Lithuania: The TRANSVAL-EU piloting phase as a success story

Lithuania was one of the countries actively involved in the piloting phase of the TRANSVAL-EU project. Before the piloting phase, the main target group – teachers and trainers from vocational schools participated in a national training. The training offered an extensive overview of the project to the participants, encouraging them to develop their knowledge about transversal skills in the context of vocational education and training, and preparing them for the piloting phase.

Three vocational schools hosted the piloting phase for the assessment of  transversal competencies of the students. The outcomes were considered to be a success story by the Lithuanian experts involved in the TRANSVAL-EU project based on the feedback received from participants: After the end of the piloting phase, all teachers and project experts gathered for a one day meeting to exchange their insights, experiences and questions from their communication with students at the vocational schools. Discussions have shown that piloting exercise was appreciated both by teachers and students.

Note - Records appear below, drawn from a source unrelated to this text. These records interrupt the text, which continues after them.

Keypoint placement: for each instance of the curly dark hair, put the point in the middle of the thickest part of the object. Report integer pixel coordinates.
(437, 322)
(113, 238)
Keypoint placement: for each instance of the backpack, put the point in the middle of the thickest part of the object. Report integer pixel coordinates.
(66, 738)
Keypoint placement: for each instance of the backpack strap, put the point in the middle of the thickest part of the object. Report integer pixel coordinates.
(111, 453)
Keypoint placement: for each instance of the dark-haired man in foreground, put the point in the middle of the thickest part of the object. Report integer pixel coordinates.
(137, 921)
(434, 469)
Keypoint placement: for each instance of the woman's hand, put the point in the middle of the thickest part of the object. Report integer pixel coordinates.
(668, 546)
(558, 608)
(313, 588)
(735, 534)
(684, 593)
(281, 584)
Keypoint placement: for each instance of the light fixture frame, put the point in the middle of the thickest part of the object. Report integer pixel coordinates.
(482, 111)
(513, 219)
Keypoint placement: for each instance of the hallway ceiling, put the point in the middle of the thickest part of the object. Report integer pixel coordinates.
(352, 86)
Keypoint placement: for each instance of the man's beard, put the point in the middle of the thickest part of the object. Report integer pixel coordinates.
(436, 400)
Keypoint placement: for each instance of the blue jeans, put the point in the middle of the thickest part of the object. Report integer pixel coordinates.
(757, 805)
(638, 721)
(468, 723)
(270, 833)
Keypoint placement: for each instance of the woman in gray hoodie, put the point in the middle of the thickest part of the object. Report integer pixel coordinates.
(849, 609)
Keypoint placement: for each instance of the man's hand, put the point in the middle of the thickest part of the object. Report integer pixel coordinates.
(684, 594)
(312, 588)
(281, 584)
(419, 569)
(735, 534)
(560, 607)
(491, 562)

First, teachers were able get to know their students much better than before. Students welcomed positively the availability of such a tool that helped them to make a deeper analysis of their personal/generic/transversal skills. As an important feedback, the majority of teachers confirmed that at the beginning their students were not aware of the concept of transversal skills, nor the possibility to get them validated, and therefore they had to offer an introduction before the piloting phase. It was noticed that adult students with an already existing experience in a work context adapted more easily and were more motivated throughout the process. For some students, it was a moment to discover their own skills that they were not aware of before. 

There were also a few challenges discussed during this meeting: The participants in the piloting phase had very different experience levels and the assessors had different personality types and subjective approaches. This showed the necessity to have a rich  set of assessment methods as the use of same method did not prove to be effective and productive in different cases and circumstances. The process is time consuming, so both the teacher (assessor) and students should be made aware of the required effort in advance to be able to keep their motivation throughout the process.

Finally, all teachers shared the common idea that assessment and validation of transversal skills in the setting of vocational schools, would be an effective tool for career development.